Where does cycloserine distribute?

Answer 43

all over (lungs, pleural and synovial fluids)
placenta
breast milk
aminotic fluid
CSF

Question 44

What are the adverse effects of cycloserine?

Answer 44

CNS problems (especially with alcohol use)
seizures
suicidal thoughts
headache
tremor

Question 45

What is the MOA of ethionamide?

Answer 45

inhibits peptide synthesis (structural analog of isoniazid)

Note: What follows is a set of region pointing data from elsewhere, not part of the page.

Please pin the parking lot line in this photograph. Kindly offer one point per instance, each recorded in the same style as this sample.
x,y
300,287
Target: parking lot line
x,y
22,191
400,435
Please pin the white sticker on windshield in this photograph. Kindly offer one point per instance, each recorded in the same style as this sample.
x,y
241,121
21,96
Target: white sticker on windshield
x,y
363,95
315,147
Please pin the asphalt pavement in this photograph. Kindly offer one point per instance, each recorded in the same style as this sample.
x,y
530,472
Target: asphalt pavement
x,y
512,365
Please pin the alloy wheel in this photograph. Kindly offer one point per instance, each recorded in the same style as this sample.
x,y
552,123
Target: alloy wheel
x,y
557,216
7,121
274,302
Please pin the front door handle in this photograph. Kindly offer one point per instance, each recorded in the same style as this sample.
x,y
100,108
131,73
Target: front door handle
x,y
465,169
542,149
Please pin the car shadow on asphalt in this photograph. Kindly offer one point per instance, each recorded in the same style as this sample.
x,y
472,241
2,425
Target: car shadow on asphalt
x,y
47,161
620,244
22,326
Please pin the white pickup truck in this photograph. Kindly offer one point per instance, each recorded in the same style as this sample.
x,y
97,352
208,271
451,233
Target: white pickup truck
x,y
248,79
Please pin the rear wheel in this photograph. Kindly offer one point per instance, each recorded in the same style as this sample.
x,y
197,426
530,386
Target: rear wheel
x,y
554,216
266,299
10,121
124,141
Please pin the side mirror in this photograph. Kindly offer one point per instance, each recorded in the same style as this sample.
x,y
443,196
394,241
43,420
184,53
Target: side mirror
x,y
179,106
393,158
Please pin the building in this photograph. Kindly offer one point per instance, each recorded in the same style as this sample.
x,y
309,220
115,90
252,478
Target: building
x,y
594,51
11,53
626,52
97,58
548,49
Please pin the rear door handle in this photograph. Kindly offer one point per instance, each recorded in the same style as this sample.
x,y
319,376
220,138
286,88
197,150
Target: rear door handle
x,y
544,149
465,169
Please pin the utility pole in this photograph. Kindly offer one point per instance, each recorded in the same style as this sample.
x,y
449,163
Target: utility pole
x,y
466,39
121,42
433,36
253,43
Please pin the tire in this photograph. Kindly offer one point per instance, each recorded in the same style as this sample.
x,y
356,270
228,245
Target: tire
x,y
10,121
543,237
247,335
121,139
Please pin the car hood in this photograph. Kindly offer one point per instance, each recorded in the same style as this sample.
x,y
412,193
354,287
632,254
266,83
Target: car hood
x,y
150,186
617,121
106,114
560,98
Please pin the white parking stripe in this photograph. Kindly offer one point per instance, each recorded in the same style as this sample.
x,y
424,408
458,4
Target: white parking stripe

Bacteriostatic or cidal (conc. dependent)

Question 46

What is the route of administration of ethionamide?

Answer 46

Administration: oral

Question 47

What is the metabolism of ethionamide?

Answer 47

Extensive hepatic metabolism (inactive prodrug that is activated by a mycobacterial redux system)

Question 48

Why do we reserve ethionamide for last line therapy of Tb?

Answer 48

Toxicity:
GI (anorexia, nausea)
Neurologic (depression, dizziness relieved with pyridoxine)
Hepatic toxicity

Question 49

What is XDR-Tb?

Answer 49

Extensively drug-resistant Tb (resistant to INH, RIF, and most of the alternative drugs used to treat MDR-Tb)

Question 50

What drugs are used to treat XDR-Tb? How long?

Answer 50

Fluoroquinolone +
Amikacin, Kanamycin, or Capreomycin

(needs up to 2 years of treatment!!!)

Question 51

What is the MOA of capreomycin?

Answer 51

Unknown but bacteriostatic

Question 52

What is the ROA of capreomycin?

Answer 52

IM

Question 53

What are adverse effects of capreomycin?

Answer 53

Nephrotoxic (proteinuria, nitrogen retention)

Ototoxic (hearing loss, tinnitus, etc.)